- Novo Nordisk apresenta nova proposta de incorporação da semaglutida no SUS com desconto de quarenta e nove por cento a cinquenta e nove por cento em relação à oferta anterior, com preços por dose variando entre 396,88 reais e 764,64 reais.
- A proposta visa superar a barreira de preço apontada pela Comissão Nacional de Incorporação de Tecnologias (Conitec), que em 2025 havia avaliado o custo de até 3,7 bilhões de reais em cinco anos.
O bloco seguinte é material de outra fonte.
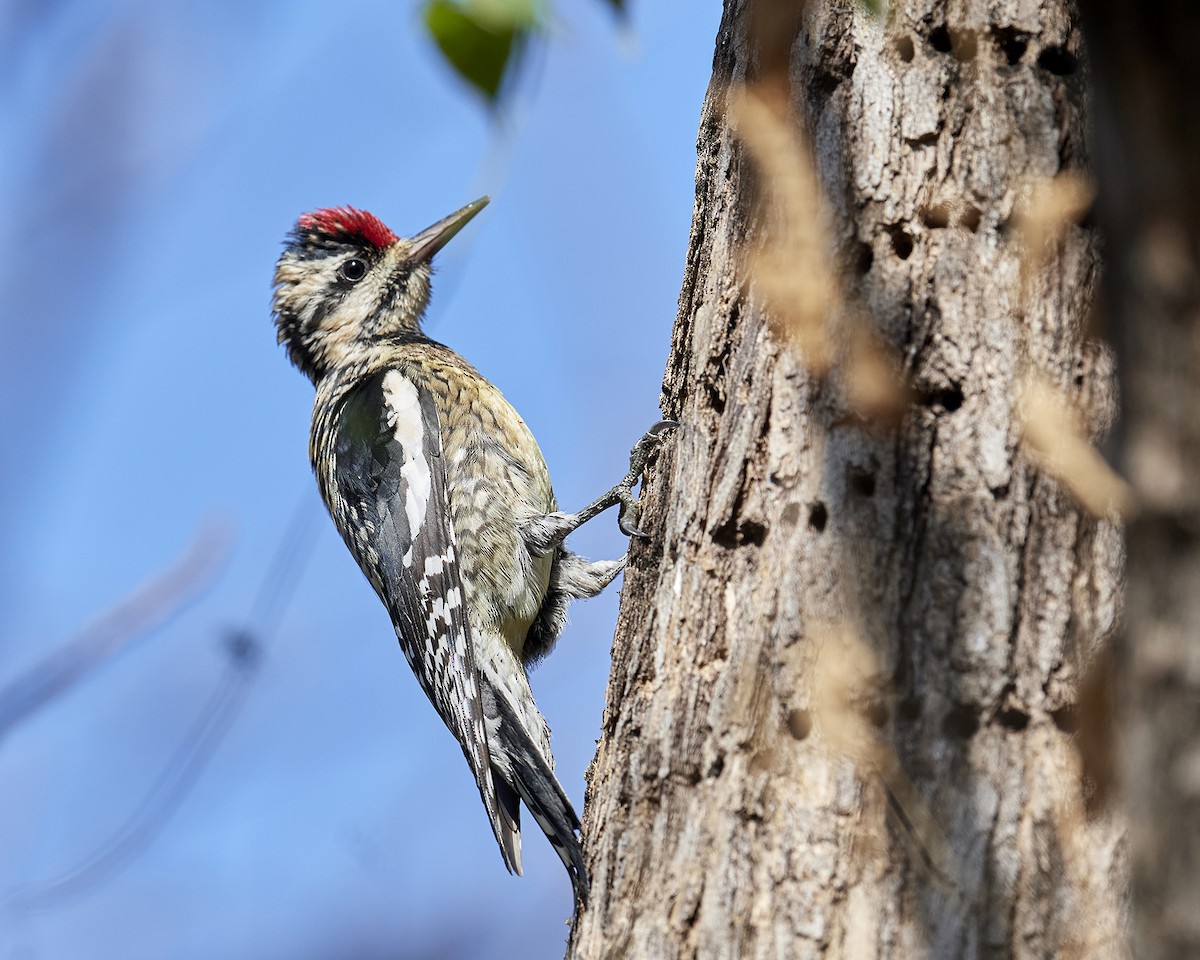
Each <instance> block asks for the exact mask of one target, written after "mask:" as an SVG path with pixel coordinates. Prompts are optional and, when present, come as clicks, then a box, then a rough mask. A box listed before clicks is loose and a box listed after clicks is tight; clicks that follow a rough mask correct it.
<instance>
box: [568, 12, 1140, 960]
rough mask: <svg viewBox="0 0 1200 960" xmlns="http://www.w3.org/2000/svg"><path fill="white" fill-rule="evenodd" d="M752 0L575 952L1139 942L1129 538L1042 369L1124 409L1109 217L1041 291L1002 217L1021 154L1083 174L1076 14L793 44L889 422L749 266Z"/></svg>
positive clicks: (801, 105) (598, 784) (739, 14)
mask: <svg viewBox="0 0 1200 960" xmlns="http://www.w3.org/2000/svg"><path fill="white" fill-rule="evenodd" d="M750 17H751V10H750V7H749V6H748V5H746V4H744V2H738V0H730V2H727V4H726V10H725V17H724V20H722V23H721V28H720V32H719V35H718V38H716V54H715V60H714V79H713V83H712V85H710V88H709V91H708V96H707V98H706V103H704V109H703V115H702V120H701V128H700V137H698V142H697V149H698V162H697V172H696V210H695V216H694V221H692V232H691V239H690V247H689V253H688V264H686V270H685V275H684V282H683V290H682V294H680V300H679V313H678V318H677V322H676V328H674V334H673V341H672V350H671V356H670V360H668V364H667V370H666V376H665V378H664V403H662V407H664V413H665V414H666V415H667V416H672V418H676V419H678V420H679V421H680V422H682V424H683V426H682V428H680V430H679V431H678V432H677V434H676V437H674V439H673V442H672V443H671V444H670V445H668V449H667V450H665V451H664V454H662V455H661V456H660V458H659V461H658V464H656V467H655V468H654V469H653V470H652V473H650V476H649V479H648V484H647V492H646V503H647V510H646V514H644V516H643V528H646V529H648V530H649V532H650V533H652V539H650V540H649V541H648V542H647V544H644V545H635V547H634V551H632V554H631V562H630V568H629V570H628V572H626V575H625V587H624V595H623V600H622V613H620V619H619V623H618V630H617V638H616V644H614V648H613V670H612V676H611V679H610V685H608V697H607V700H608V706H607V709H606V713H605V719H604V728H602V740H601V743H600V748H599V751H598V754H596V757H595V761H594V762H593V764H592V768H590V770H589V788H588V794H587V803H586V808H584V810H586V812H584V840H586V848H587V856H588V860H589V869H590V871H592V881H593V899H592V902H590V905H589V907H588V908H587V910H586V911H583V912H582V913H581V916H580V917H578V918H577V919H576V924H575V929H574V931H572V940H571V946H570V949H569V956H571V958H588V959H589V960H590V959H592V958H630V956H637V958H691V956H700V958H739V959H740V958H767V956H769V958H803V956H847V958H860V956H862V958H876V956H878V958H911V956H934V958H991V956H1019V958H1026V956H1030V958H1032V956H1038V958H1070V956H1080V958H1082V956H1088V958H1094V956H1106V955H1110V956H1122V955H1124V946H1123V937H1124V901H1123V896H1124V880H1126V878H1124V874H1126V865H1124V846H1123V829H1122V823H1121V821H1120V820H1118V818H1117V817H1116V816H1115V815H1112V814H1108V812H1099V814H1088V812H1087V811H1086V810H1085V804H1084V800H1085V797H1084V782H1082V778H1081V770H1080V763H1079V758H1078V755H1076V751H1075V749H1074V746H1073V736H1074V724H1075V715H1076V713H1075V704H1076V698H1078V692H1079V685H1080V678H1081V674H1082V673H1084V671H1085V670H1086V667H1087V665H1088V664H1090V661H1091V660H1092V658H1093V656H1094V654H1096V652H1097V649H1098V648H1099V647H1100V644H1102V643H1103V642H1104V640H1105V637H1106V636H1108V634H1109V632H1110V631H1111V630H1112V628H1114V623H1115V619H1116V614H1117V607H1118V596H1120V593H1118V584H1120V575H1121V563H1122V542H1121V535H1120V532H1118V529H1117V528H1116V527H1115V526H1114V524H1112V523H1110V522H1105V521H1098V520H1094V518H1091V517H1088V516H1087V515H1085V514H1084V512H1082V511H1081V510H1080V509H1079V508H1078V506H1076V504H1075V503H1074V500H1073V499H1072V498H1070V497H1069V496H1068V494H1067V493H1064V492H1063V491H1062V490H1061V488H1060V487H1058V485H1057V484H1056V482H1055V481H1054V480H1052V479H1050V478H1049V476H1046V475H1045V474H1043V473H1040V472H1039V470H1038V469H1037V468H1036V467H1034V466H1033V464H1032V462H1031V461H1030V458H1028V457H1027V456H1026V454H1025V452H1024V448H1022V445H1021V443H1020V430H1019V425H1018V397H1019V384H1020V383H1021V380H1022V379H1024V378H1025V376H1026V373H1027V372H1028V371H1030V370H1036V371H1039V372H1040V373H1042V374H1043V376H1044V377H1045V378H1046V379H1049V380H1050V382H1051V383H1054V384H1055V385H1056V386H1057V388H1060V389H1061V390H1062V391H1063V392H1064V394H1066V395H1067V396H1069V397H1070V398H1072V402H1073V403H1074V404H1075V406H1076V407H1078V408H1079V409H1080V410H1081V413H1082V415H1084V418H1085V420H1086V422H1087V426H1088V428H1090V431H1091V432H1092V433H1093V436H1096V437H1098V436H1100V434H1102V433H1103V432H1104V431H1105V430H1106V428H1108V426H1109V425H1110V421H1111V419H1112V415H1114V406H1115V401H1114V390H1112V379H1114V370H1112V362H1111V359H1110V356H1109V354H1108V353H1106V352H1105V350H1103V349H1102V348H1099V347H1098V346H1097V344H1096V343H1093V342H1091V341H1090V340H1088V338H1087V336H1086V322H1087V317H1088V311H1090V306H1091V302H1092V298H1093V295H1094V292H1096V287H1097V282H1098V266H1099V259H1098V241H1097V236H1096V234H1094V230H1093V229H1092V227H1091V226H1088V224H1086V223H1085V224H1084V226H1079V224H1072V226H1069V227H1068V228H1067V229H1066V232H1064V234H1063V235H1062V238H1061V241H1060V242H1058V244H1057V245H1056V246H1055V247H1054V248H1052V250H1051V251H1050V253H1049V254H1048V257H1046V258H1045V260H1044V262H1043V263H1042V265H1040V268H1039V269H1037V270H1034V271H1030V270H1028V268H1027V269H1026V272H1027V277H1026V281H1025V283H1024V293H1022V266H1021V263H1022V258H1021V250H1020V247H1019V244H1018V240H1016V238H1015V235H1014V232H1013V230H1012V228H1010V226H1009V224H1010V221H1012V220H1013V216H1014V210H1015V209H1016V206H1018V204H1019V202H1020V199H1021V197H1022V191H1024V190H1025V184H1026V180H1027V179H1028V178H1045V176H1052V175H1055V174H1057V173H1060V172H1062V170H1074V172H1086V170H1087V164H1088V162H1090V158H1088V148H1087V139H1086V137H1085V125H1086V120H1087V116H1086V112H1087V106H1088V104H1087V97H1086V85H1085V77H1084V70H1085V68H1086V64H1085V59H1084V55H1082V50H1081V49H1080V36H1079V30H1078V24H1076V22H1075V17H1074V12H1073V8H1072V7H1070V6H1069V5H1068V4H1063V2H1058V0H991V2H989V4H982V2H967V0H964V1H962V2H948V0H908V2H902V4H896V5H895V6H894V7H893V10H892V11H890V13H889V17H888V19H887V22H886V23H884V22H880V20H876V19H872V18H871V17H869V16H868V14H864V13H863V12H862V11H860V10H859V7H857V6H856V5H852V4H850V2H822V4H814V5H812V8H811V10H810V11H809V14H808V17H806V18H805V19H804V20H803V23H793V25H792V28H791V29H792V32H788V34H786V35H784V36H782V37H781V40H782V41H784V44H782V49H784V50H785V52H786V54H787V55H786V56H785V58H784V60H782V64H784V65H785V66H786V76H787V78H788V83H790V89H791V98H792V107H793V112H794V115H796V118H797V121H798V122H800V124H803V126H804V128H805V130H806V131H808V139H809V142H810V144H811V149H812V154H814V157H815V162H816V167H817V170H818V173H820V179H821V184H822V187H823V191H824V194H826V200H827V204H828V210H829V217H830V222H832V224H833V236H830V238H829V244H830V251H832V253H833V257H834V259H835V260H836V263H839V264H840V265H841V268H842V275H841V277H840V281H839V282H840V286H841V288H842V290H844V301H842V305H841V306H840V307H839V310H838V311H836V316H834V317H832V318H830V323H829V330H830V335H832V337H833V341H834V342H835V344H836V348H838V352H840V354H839V355H841V356H842V358H845V356H846V355H847V354H846V340H847V336H848V332H847V331H851V330H852V329H853V324H854V318H856V317H859V316H864V314H865V316H868V317H869V318H870V325H871V328H872V336H874V337H875V338H877V340H878V341H880V342H882V343H883V344H884V346H886V348H887V355H889V356H892V358H893V361H894V364H895V366H896V367H898V372H899V373H900V374H902V377H904V379H905V380H906V382H907V383H908V384H910V385H911V396H912V402H911V403H908V404H907V406H906V408H905V412H904V414H902V418H901V419H900V421H899V424H895V425H893V426H890V427H886V426H882V425H880V424H875V422H871V421H869V420H868V419H864V418H863V416H862V415H860V412H859V410H858V409H856V408H854V406H853V404H852V403H851V402H850V401H847V395H848V394H847V389H846V384H847V377H848V373H850V371H848V370H847V367H846V366H845V362H844V364H842V365H841V366H840V367H839V366H835V367H834V370H833V371H830V372H829V373H828V374H826V376H822V377H817V376H815V374H814V373H812V371H811V368H810V367H809V366H808V365H806V364H805V358H804V356H803V355H800V354H799V353H798V350H797V349H796V348H794V347H792V346H788V344H787V343H786V342H785V340H786V338H785V337H784V336H782V335H781V332H780V330H779V328H778V325H775V324H773V323H772V320H770V318H769V317H768V314H767V312H766V310H764V308H763V306H762V304H761V302H760V298H758V296H757V295H756V293H755V287H754V284H749V286H748V284H746V283H745V282H744V277H743V276H742V274H740V270H739V263H740V262H742V256H740V251H742V248H743V246H744V245H745V242H746V241H748V240H749V239H751V238H754V236H756V235H758V233H760V232H761V230H762V229H763V227H764V221H766V220H768V218H769V210H768V211H767V214H761V212H756V210H760V209H761V208H757V206H756V205H755V197H756V196H757V190H758V185H757V184H756V174H755V172H754V169H752V168H751V167H750V163H749V160H748V158H746V155H745V152H744V150H743V148H742V146H740V144H739V142H738V140H737V139H736V138H734V136H733V133H732V132H731V130H730V127H728V125H727V121H726V119H725V118H726V110H725V106H726V98H727V96H728V91H730V88H731V84H742V83H745V82H748V80H755V79H758V78H761V77H762V76H763V73H764V72H766V71H767V70H768V68H770V66H772V62H773V61H772V59H770V55H769V52H766V50H764V48H763V44H762V43H760V42H756V41H755V40H752V38H751V25H750ZM773 38H774V40H780V36H779V32H778V24H776V26H775V34H773ZM863 731H866V738H865V739H870V740H871V743H870V744H869V745H868V746H865V748H864V746H863V743H864V742H865V740H864V736H863ZM872 738H874V739H872Z"/></svg>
- O Ministério da Saúde anunciou a realização de um estudo no SUS para avaliar o uso da semaglutida, com distribuição de Wegovy a pacientes do Grupo Hospitalar Conceição, em Porto Alegre, para orientar possível incorporação.
- O medicamento é visto como alternativa para obesidade no SUS, hoje dependente de cirurgia bariátrica para tratamento de casos graves; a fila para cirurgia no estado do Rio de Janeiro, por exemplo, supera um ano.
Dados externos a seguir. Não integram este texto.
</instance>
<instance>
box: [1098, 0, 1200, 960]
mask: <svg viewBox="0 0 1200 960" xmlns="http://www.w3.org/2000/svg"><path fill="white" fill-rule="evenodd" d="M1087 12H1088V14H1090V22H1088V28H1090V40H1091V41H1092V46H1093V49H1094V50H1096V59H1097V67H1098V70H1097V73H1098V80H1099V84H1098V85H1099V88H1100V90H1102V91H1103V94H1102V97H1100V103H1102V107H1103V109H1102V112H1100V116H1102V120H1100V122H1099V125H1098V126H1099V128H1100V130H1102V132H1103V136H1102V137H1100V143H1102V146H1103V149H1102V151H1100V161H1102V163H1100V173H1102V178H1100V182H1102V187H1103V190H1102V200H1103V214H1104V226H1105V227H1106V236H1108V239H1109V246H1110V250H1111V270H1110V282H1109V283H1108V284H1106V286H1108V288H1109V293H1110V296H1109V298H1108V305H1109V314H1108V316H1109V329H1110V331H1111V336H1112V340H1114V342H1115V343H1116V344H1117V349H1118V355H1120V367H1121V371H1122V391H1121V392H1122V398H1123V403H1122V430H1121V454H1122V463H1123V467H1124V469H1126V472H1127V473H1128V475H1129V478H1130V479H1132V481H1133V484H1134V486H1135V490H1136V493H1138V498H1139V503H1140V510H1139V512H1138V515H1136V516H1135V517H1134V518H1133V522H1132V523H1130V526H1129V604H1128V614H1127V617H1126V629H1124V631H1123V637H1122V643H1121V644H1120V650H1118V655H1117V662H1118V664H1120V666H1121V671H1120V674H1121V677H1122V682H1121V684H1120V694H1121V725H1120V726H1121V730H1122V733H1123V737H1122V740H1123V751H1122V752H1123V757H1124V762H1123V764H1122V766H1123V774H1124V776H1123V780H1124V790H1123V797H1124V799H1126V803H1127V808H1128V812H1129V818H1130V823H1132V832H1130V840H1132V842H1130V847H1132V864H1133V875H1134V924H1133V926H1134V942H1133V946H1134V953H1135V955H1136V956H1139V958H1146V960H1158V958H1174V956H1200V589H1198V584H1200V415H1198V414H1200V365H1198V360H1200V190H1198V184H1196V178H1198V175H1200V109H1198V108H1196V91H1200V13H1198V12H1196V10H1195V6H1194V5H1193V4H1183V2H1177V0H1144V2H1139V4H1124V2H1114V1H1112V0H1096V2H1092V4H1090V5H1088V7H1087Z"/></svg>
- Além de Wegovy, há outros pedidos em análise pela Anvisa para medicamentos à base de semaglutida, o que pode ampliar as possibilidades de aquisição pelo sistema único de saúde (SUS).
A Novo Nordisk protocolou um novo pedido de inclusão da semaglutida no SUS, desta vez com desconto de 59% no preço em relação à oferta anterior. A proposta visa derrubar o obstáculo de custo que levou à recusa do pedido no ano passado.
O Ministério da Saúde confirmou a abertura de estudo com pacientes do SUS para avaliar o uso da semaglutida, ainda como etapa preparatória para eventual incorporação. O teste, com Wegovy, será realizado no Grupo Hospitalar Conceição, no Sul do país.
A substância é usada no tratamento de obesidade e diabetes, atuando no cérebro para reduzir o apetite e retardar o esvaziamento gástrico, levando à diminuição da ingestão de calorias. A expectativa é ampliar opções terapêuticas no setor público.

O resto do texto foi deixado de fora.